Que chez les fils d’Abraham la racine des sentimens nobles n’ait pas toujours été desséchée, cela me paraît hors de doute ; mais je ne sais si leur idéal est toujours le même que le nôtre. Peut-être y a-t-il dans le passé d’Israël quelque chose qui décolore ses aspirations les plus hautes et teinte son idéal d’une nuance de prosaïsme. Le Juif est vieux, et il a longtemps vu le monde à travers les grilles du ghetto. Jusqu’en ses rêves, il se peut qu’il soit plus positif que des races plus jeunes, dont l’adolescence, plus choyée, a eu plus d’expansion. À nous fils ingrats de la nouvelle Rome, grandis joyeusement sur les genoux maternels de l’Église, il nous revient parfois des réminiscences de notre enfance chrétienne et de ses élans vers le ciel. Nous sommes les fils des croisés ; et de la vie du moine et du chevalier, il nous reste un tour d’imagination, une fierté de sentiment, une délicatesse d’âme, malaisés à retrouver chez les fils du sémite, tenus comme des chiens à la porte de la maison. L’idéal, qui s’est formé au moyen âge dans le donjon du château-fort et sous les arcades du cloître, n’est pas celui du Juif ; — pas plus d’ailleurs qu’il n’est, là-bas, celui du Yankee. Le Juif n’est d’habitude ni chevaleresque, ni mystique ; nous en avons donné les raisons. Qu’il soit peu chevaleresque, n’ait que dédain pour le donquichottisme et montre peu de goût pour la gloire bruyante des armes et les aventures noblement périlleuses, comment en être surpris, quand l’écu du chevalier et le droit de ceindre l’épée lui ont été déniés pendant des siècles ? De même, il n’est guère enclin au mysticisme et semble ne l’avoir jamais été : le judaïsme est toujours resté une loi, une religion de tête, un culte de raison, peu favorable aux mystiques transports ou aux divines langueurs.
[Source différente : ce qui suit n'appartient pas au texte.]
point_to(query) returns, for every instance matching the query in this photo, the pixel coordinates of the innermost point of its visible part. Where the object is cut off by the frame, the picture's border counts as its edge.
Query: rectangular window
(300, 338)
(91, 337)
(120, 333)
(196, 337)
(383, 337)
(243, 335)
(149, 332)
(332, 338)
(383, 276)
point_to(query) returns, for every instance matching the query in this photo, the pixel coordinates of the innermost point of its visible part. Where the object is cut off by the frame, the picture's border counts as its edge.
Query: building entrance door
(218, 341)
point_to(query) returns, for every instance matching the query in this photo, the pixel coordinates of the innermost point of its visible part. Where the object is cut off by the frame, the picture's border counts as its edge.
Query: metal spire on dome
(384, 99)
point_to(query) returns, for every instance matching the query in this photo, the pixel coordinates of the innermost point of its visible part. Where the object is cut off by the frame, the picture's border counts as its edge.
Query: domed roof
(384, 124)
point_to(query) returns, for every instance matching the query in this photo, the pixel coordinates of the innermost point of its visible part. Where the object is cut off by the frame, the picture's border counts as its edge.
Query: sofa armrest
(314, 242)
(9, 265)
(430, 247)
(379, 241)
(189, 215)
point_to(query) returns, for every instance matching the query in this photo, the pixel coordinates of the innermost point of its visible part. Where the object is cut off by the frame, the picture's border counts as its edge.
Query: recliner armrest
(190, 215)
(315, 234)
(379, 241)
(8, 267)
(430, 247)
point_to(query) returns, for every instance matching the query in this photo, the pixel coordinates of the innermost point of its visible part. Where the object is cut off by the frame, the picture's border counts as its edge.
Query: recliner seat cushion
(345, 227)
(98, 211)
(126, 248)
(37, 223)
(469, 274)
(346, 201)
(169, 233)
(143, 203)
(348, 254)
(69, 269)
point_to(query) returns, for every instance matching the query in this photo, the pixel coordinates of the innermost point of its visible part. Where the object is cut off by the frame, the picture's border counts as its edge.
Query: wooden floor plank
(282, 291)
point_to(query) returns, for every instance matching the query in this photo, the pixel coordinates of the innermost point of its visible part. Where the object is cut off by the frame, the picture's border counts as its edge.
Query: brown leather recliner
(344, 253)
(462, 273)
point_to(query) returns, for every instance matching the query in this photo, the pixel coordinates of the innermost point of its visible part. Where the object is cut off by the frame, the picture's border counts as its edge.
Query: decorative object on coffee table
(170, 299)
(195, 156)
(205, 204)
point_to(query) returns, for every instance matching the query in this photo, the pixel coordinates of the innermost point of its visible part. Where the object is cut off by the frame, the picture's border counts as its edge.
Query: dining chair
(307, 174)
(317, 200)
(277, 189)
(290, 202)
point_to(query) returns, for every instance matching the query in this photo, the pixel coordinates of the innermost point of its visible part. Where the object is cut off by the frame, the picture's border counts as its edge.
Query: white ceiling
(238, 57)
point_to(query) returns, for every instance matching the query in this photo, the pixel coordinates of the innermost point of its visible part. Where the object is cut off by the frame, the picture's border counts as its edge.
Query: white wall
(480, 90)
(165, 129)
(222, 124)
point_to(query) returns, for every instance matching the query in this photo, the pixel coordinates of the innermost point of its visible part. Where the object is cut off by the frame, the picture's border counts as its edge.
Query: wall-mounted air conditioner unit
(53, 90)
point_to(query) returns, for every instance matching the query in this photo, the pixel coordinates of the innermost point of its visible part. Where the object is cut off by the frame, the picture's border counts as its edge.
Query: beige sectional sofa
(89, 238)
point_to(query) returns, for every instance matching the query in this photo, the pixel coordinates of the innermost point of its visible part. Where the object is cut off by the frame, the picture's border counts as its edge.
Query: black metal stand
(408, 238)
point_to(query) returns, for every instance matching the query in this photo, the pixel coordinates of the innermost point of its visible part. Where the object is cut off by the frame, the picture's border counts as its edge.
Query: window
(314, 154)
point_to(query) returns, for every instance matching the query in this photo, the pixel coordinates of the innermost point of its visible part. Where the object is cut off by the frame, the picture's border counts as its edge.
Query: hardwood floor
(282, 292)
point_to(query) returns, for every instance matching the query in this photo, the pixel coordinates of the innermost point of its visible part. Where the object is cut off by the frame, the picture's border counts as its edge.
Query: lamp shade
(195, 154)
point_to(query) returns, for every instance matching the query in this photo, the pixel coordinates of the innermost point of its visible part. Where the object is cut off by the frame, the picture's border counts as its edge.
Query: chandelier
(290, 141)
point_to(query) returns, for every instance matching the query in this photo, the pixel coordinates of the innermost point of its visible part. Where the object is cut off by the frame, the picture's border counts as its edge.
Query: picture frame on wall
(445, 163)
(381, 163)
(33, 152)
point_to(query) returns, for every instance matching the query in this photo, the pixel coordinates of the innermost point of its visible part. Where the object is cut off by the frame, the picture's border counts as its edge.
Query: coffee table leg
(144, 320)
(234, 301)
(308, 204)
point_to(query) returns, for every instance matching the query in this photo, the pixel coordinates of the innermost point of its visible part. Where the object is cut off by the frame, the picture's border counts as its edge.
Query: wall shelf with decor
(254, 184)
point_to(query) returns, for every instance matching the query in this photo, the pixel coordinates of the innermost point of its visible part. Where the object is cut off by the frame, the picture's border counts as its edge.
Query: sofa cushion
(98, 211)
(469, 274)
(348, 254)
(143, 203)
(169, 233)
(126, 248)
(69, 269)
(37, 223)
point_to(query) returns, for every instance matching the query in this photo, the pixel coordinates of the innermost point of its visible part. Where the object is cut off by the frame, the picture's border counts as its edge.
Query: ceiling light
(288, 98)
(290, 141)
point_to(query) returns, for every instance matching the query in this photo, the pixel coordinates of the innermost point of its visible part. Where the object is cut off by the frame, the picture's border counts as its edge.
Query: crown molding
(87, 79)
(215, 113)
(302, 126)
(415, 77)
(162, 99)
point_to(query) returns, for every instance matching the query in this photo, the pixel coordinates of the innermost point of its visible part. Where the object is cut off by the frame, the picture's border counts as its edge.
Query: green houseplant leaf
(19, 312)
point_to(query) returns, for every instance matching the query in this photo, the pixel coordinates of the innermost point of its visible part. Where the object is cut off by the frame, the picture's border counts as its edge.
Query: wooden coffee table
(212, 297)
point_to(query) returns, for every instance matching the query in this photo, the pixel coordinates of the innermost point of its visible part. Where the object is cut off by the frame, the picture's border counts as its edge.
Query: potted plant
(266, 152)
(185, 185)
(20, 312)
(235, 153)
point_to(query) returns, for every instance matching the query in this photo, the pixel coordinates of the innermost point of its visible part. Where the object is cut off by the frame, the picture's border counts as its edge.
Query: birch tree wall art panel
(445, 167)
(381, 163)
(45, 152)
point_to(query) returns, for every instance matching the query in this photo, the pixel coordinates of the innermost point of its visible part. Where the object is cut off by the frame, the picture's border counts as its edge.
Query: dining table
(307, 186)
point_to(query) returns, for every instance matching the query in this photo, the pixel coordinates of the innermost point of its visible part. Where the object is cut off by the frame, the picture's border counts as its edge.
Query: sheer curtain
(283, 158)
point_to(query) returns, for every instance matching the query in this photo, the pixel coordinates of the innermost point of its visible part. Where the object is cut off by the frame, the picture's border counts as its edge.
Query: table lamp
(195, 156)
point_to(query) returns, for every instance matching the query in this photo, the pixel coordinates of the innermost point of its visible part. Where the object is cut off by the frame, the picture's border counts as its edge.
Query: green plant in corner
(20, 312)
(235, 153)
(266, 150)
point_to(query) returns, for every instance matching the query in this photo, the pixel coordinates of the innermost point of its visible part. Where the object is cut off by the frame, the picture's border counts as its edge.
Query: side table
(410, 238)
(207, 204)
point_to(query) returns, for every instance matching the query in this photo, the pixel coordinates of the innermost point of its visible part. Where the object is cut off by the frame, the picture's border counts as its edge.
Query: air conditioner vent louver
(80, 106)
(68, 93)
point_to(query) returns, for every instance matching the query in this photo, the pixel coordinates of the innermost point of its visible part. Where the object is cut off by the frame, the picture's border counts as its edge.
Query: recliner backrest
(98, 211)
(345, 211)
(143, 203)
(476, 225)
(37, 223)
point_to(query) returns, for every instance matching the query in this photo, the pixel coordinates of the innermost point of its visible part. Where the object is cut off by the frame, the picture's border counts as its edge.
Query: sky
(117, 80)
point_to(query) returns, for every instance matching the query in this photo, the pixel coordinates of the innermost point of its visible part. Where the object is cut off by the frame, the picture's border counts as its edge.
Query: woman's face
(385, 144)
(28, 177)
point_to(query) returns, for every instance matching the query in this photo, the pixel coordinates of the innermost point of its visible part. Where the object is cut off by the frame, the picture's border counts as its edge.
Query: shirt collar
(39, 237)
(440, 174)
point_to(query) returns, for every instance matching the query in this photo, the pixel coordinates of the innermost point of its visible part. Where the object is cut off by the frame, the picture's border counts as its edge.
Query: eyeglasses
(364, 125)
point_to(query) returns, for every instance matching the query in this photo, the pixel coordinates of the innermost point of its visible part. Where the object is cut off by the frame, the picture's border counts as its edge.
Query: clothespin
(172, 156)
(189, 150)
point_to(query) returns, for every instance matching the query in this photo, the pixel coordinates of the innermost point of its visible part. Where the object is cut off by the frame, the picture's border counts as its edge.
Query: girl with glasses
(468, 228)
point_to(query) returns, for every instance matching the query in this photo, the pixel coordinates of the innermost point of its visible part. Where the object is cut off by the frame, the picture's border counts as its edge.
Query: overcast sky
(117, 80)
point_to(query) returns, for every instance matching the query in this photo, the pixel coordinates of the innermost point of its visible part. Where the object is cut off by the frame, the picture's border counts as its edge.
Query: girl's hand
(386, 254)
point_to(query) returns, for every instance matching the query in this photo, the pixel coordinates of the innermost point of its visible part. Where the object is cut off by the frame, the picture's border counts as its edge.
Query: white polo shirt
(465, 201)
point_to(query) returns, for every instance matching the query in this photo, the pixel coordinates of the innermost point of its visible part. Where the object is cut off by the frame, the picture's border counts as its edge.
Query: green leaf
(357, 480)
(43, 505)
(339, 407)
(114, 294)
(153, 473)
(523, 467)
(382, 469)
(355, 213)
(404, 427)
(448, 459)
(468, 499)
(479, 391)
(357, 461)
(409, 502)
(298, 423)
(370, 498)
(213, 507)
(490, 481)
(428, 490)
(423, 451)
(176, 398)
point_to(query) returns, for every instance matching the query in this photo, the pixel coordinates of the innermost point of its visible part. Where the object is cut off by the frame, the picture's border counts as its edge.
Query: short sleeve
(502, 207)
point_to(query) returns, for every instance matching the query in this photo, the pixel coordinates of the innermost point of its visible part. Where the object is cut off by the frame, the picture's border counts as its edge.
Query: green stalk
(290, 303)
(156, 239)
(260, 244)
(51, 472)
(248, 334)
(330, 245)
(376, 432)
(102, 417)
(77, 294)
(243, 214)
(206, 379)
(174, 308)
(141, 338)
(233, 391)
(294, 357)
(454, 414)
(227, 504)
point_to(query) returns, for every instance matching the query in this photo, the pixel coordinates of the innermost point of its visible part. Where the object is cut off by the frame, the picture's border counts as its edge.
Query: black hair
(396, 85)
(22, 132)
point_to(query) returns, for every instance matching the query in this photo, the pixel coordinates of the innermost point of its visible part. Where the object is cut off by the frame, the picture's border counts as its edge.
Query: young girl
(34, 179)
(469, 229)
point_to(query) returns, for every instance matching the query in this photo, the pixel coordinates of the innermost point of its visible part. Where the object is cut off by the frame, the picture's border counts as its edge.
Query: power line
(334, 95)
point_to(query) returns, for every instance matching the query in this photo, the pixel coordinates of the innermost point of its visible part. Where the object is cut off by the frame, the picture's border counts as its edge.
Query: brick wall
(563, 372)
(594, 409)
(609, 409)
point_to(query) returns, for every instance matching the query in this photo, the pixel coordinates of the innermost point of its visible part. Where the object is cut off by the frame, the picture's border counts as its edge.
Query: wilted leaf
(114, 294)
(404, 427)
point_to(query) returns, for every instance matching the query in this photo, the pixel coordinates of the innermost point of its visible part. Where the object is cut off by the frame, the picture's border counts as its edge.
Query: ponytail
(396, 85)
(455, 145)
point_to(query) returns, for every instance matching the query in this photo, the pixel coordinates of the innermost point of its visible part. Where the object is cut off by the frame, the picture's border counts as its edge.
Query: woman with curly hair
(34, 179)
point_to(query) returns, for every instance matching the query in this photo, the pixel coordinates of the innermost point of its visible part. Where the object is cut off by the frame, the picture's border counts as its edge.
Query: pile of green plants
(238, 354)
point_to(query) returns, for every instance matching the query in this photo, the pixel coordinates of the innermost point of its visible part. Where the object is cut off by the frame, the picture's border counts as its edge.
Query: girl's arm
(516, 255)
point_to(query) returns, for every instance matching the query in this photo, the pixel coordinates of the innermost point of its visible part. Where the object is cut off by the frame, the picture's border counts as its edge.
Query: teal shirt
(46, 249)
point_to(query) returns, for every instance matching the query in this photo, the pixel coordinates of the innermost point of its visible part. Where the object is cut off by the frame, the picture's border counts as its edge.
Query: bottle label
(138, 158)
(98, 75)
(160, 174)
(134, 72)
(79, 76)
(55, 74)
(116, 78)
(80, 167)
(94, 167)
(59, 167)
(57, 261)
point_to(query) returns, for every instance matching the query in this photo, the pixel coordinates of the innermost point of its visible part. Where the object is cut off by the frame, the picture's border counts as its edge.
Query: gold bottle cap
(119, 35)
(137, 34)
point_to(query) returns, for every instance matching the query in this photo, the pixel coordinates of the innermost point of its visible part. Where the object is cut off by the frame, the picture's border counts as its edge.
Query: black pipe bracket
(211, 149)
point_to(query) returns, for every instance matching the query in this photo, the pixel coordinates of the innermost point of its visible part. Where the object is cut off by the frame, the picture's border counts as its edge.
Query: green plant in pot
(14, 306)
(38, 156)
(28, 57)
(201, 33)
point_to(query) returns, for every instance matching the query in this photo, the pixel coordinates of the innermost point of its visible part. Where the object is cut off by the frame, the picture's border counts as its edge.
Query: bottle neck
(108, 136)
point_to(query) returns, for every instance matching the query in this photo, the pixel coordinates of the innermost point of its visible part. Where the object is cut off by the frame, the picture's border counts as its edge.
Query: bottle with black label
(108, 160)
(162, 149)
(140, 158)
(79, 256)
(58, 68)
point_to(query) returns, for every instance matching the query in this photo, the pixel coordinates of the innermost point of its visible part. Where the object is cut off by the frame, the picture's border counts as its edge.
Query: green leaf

Le mysticisme de la Cabbale et des néo-cabbalistes, les Hassidim, semble une semence apportée du dehors ;

  1. L’Angleterre aussi a eu ses pasteurs et ses missionnaires de sang Israélite. Une revue ecclésiastique anglicane, the Newherry Bouse Magazine (janvier 1892, p. 320), affirme qu’il y a, dans l’église établie, quatre évêques et cent vingt clergymen d’origine juive, dont plusieurs se sont signalés par la ferveur et le désintéressement de leur apostolat. Lord Herschell, le chancelier du cabinet Gladstone, est ainsi le fils d’un juif polonais, Ridley Herschell, devenu après son baptême ministre anglican.